So the Fourier expansion of \(f(x)\) on the interval \((-\pi, \pi)\) is given by, \[\begin{equation} \label{series} \frac{\pi}{4} + \sum _{n=1}^{\infty} \{ \frac{1-(-1)^n}{n^2\pi}\cos nx + \frac{1}{n} \sin nx \}. \end{equation}\] One can tidy the final expression a bit more, as \(1-(-1)^n=0\) when \(n\) is even, while \(1-(-1)^n=2\) when \(n\) is odd. Therefore, only the terms corresponding to \(n\) odd will survive in the cosine series of \(\eqref{series}\). Let us thus set \(n=2k-1\), and sum over \(k\) rather than \(n\). This yields \[\begin{equation} \label{series2} \frac{\pi}{4} + \sum _{k=1}^{\infty} \{ \frac{2}{(2k-1)^2\pi}\cos (2k-1)x + \frac{1}{k} \sin kx \}. \end{equation}\]

3.3 Convergence of a Fourier Series

3.3.1 Sequence of Partial Sums

Fourier series do not always converge, and even if they do converge, they do not necessarily converge to the function that generated them. In order to get insight into convergence, let us consider the sequence of partial sums \(\{ S_m(x), m\ge 1 \}\) of the Fourier series generated by the function \(f(x)\), where \[S_m(x)=\frac{a_0}{2}+\sum_{n=1}^m (a_n \cos \frac{n\pi}{p}x+b_n \sin \frac{n\pi}{p}x ).\] If the sequence of partial sums converges to \(f(x)\) for some \(x \in (-p,p)\), i.e. if \[\boxed{f(x)=\lim _{m\rightarrow \infty} S_m(x)}\] then the Fourier series converges to \(f(x)\) at that value of \(x\) and one writes \[f(x)=\frac{a_0}{2}+\sum_{n=1}^\infty (a_n \cos \frac{n\pi}{p}x+b_n \sin \frac{n\pi}{p}x ).\]

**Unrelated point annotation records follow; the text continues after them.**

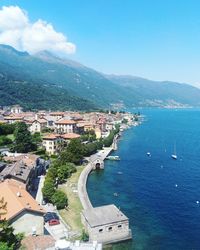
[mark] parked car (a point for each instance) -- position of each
(53, 222)
(49, 216)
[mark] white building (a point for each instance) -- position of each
(106, 224)
(38, 125)
(16, 109)
(65, 126)
(22, 211)
(51, 142)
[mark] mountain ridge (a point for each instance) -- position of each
(95, 89)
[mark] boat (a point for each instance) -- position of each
(174, 155)
(113, 158)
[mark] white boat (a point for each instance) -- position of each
(113, 157)
(174, 155)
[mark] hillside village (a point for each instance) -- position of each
(22, 175)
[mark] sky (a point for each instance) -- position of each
(154, 39)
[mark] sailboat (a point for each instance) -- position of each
(174, 155)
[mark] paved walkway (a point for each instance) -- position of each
(39, 196)
(82, 191)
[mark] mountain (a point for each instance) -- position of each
(78, 80)
(17, 85)
(45, 81)
(159, 93)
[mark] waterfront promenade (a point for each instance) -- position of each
(82, 182)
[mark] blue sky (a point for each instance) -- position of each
(158, 39)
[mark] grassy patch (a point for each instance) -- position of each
(11, 136)
(71, 215)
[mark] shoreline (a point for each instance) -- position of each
(82, 182)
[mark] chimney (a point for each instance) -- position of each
(19, 194)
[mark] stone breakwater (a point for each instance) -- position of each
(82, 182)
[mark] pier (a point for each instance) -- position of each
(105, 224)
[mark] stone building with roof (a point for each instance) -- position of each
(106, 224)
(37, 125)
(65, 126)
(22, 211)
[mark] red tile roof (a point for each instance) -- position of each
(17, 198)
(70, 136)
(65, 122)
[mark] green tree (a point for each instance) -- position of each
(65, 171)
(4, 140)
(8, 240)
(84, 236)
(6, 129)
(36, 137)
(60, 199)
(23, 140)
(73, 153)
(5, 246)
(48, 189)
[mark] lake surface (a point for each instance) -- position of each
(157, 193)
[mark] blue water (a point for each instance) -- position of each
(162, 215)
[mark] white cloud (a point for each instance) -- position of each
(17, 30)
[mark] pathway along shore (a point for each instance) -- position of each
(82, 182)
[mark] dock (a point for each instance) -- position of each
(105, 224)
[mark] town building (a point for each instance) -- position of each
(23, 168)
(58, 115)
(65, 126)
(14, 118)
(16, 109)
(51, 143)
(106, 224)
(22, 211)
(38, 125)
(96, 162)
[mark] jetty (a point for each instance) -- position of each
(105, 224)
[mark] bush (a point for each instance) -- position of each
(84, 236)
(48, 189)
(59, 199)
(5, 140)
(6, 129)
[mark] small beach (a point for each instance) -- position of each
(161, 216)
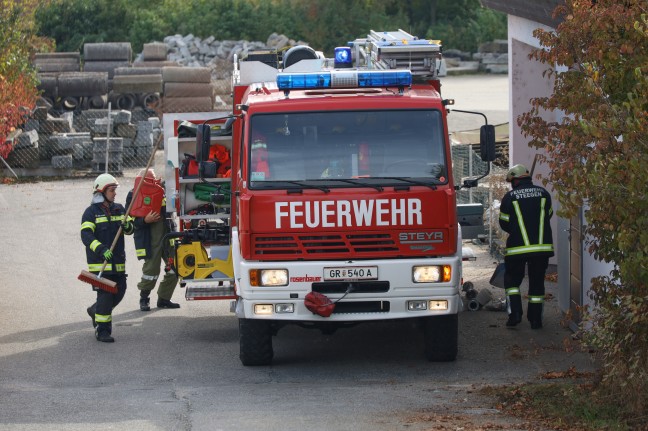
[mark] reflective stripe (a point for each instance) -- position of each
(103, 318)
(88, 225)
(529, 249)
(94, 244)
(525, 236)
(512, 291)
(96, 267)
(543, 201)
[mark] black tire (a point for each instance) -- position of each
(255, 342)
(441, 334)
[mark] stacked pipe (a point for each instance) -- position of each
(187, 89)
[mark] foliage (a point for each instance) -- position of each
(565, 404)
(598, 155)
(17, 77)
(324, 24)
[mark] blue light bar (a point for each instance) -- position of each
(343, 57)
(371, 79)
(344, 79)
(294, 81)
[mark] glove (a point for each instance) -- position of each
(108, 255)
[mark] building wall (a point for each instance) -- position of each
(526, 82)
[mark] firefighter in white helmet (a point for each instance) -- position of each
(149, 246)
(100, 224)
(524, 214)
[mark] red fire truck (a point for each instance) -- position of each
(326, 198)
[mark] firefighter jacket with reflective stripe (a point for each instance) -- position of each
(144, 238)
(99, 225)
(524, 214)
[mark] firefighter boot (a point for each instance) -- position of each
(515, 309)
(91, 313)
(534, 311)
(145, 300)
(165, 303)
(102, 333)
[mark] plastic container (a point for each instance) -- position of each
(149, 198)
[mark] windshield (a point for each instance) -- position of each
(346, 148)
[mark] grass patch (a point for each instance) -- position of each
(564, 405)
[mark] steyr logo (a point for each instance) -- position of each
(421, 240)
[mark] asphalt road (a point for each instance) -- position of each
(179, 369)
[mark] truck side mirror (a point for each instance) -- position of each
(487, 143)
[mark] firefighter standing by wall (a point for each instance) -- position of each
(100, 224)
(149, 234)
(524, 214)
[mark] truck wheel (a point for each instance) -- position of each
(255, 342)
(441, 334)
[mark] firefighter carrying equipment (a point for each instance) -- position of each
(99, 226)
(192, 262)
(150, 197)
(525, 215)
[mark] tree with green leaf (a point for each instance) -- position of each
(598, 156)
(18, 82)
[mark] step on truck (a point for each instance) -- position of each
(326, 197)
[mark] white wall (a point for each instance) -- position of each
(526, 82)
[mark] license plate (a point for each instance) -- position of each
(351, 273)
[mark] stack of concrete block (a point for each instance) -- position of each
(25, 150)
(187, 89)
(113, 153)
(49, 127)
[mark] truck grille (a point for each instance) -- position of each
(322, 246)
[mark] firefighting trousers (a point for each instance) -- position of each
(152, 263)
(107, 301)
(513, 276)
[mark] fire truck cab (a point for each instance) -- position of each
(339, 206)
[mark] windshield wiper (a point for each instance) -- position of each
(357, 182)
(301, 185)
(407, 180)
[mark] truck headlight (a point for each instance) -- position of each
(268, 277)
(432, 274)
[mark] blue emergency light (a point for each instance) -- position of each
(343, 57)
(344, 79)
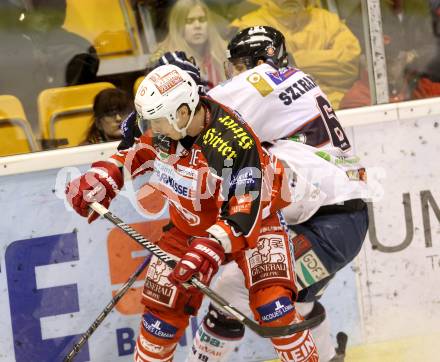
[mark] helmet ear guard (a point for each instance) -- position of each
(161, 94)
(258, 43)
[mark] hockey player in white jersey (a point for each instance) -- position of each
(327, 219)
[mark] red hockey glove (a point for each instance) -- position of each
(101, 183)
(203, 257)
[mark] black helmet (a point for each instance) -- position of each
(258, 42)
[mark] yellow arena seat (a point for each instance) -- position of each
(65, 114)
(15, 132)
(137, 83)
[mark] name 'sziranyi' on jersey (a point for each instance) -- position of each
(297, 89)
(213, 137)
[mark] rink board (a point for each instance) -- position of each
(57, 272)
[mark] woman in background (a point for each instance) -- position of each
(191, 29)
(110, 107)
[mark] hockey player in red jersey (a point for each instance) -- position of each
(225, 195)
(327, 219)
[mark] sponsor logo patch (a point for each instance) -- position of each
(157, 287)
(215, 138)
(158, 327)
(169, 177)
(280, 76)
(241, 204)
(309, 269)
(260, 84)
(276, 309)
(301, 244)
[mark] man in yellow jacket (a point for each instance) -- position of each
(320, 43)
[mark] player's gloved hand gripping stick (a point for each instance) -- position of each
(263, 331)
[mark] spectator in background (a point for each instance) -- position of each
(37, 53)
(110, 107)
(192, 30)
(320, 43)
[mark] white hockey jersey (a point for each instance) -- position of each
(288, 109)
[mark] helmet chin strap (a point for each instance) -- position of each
(183, 130)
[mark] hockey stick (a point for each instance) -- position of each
(108, 308)
(263, 331)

For instance, the \(m^{th}\) partial sum corresponding to the Fourier series \(\eqref{series}\) is, \[S_m(x)= \frac{\pi}{4}+\sum _{n=1}^m \{ \frac{1-(-1)^n}{n^2\pi} \cos nx + \frac{1}{n} \sin nx \}.\] Observe the plots for \(S_2(x), S_4(x)\) and \(S_{14}(x)\) shown in Fig. 6, and compare with the graph in Fig. 3. As \(m\) increases, it becomes more and more difficult to distinguish \(S_m\) from the graph of \(f(x)\), and we can be fairly confident that the Fourier series of \(f(x)\) converges to \(f(x)\) for all \(x \in (-\pi,\pi)\).

Second, fourth and fourteenth partial sums of \(f\).

\(S_2(x)\)	\(S_4(x)\)
\(S_{14}(x)\)

3.3.2 Convergence theorem

Let \(f\) and \(f'\) be continuous functions, except at a finite number of points in the interval \((-p,p)\) (i.e. let \(f\) and \(f'\) be piecewise continuous on \((-p,p)\)), and let them only have finite (jump) discontinuities at these points. Then,

\(\bullet\) At a point of continuity \(x\), the Fourier series of \(f\) on \((-p,p)\) converges to \(f(x)\).

\(\bullet\) At a point of discontinuity \(x_0\), the Fourier series converges to the average \[\frac{f(x_{0+})+f(x_{0-})}{2},\] where \[\begin{aligned} f(x_{0+})&=& \lim_{h \rightarrow 0}f(x_0+h)\qquad h>0,\\ f(x_{0-})&=& \lim_{h \rightarrow 0}f(x_0-h)\qquad h>0.\end{aligned}\] In other words, it converges to the midpoint of the jump. Moreover, if \(f(-p)\neq f(p)\), its Fourier series converges to the average of the endpoints at both ends, as illustrated in Fig. 8 (for \(p\equiv \pi\)).

Left as an exercise.

A piecewise continuous function on \([-\pi,\pi]\) (left) generates a Fourier series converging to the function on the right.

In summary,

If the function \(\mathsf{f(x)}\) is piecewise smooth on \(\mathsf{x\in(-p, p)}\) then the sequence of truncated Fourier series converges as follows: \[\begin{aligned} &&\mathsf{\lim_{N\to\infty}S_N(x)} \to \mathsf{ \frac{1}{2}\left(\lim_{y\,\downarrow\, x}f(y) + \lim_{y\,\uparrow\, x}f(y)\right)}\\ &&= \left\{\begin{array}{l } \mathsf{f(x)} \,\, \textsf{if}\,\, \textsf{f}\, \,\textsf{is continuous at}\,\, \textsf{x},\\ \textsf{average of}\,\, \textsf{f(x)}\,\,\textsf{across jump at a}\\ \quad \textsf{ discontinuity in}\,\, \textsf{f(x)} \end{array}\right. \end{aligned}\] (\(\mathsf{y \downarrow x}\)  and  \(\mathsf{y \uparrow x}\)  denote the one-sided limits as  \(\mathsf{y}\) approaches  \(\mathsf{x}\)  from above or below respectively.)

The above also illustrates how to produce sans serif fonts for both text and formulas (through textsf and mathsf).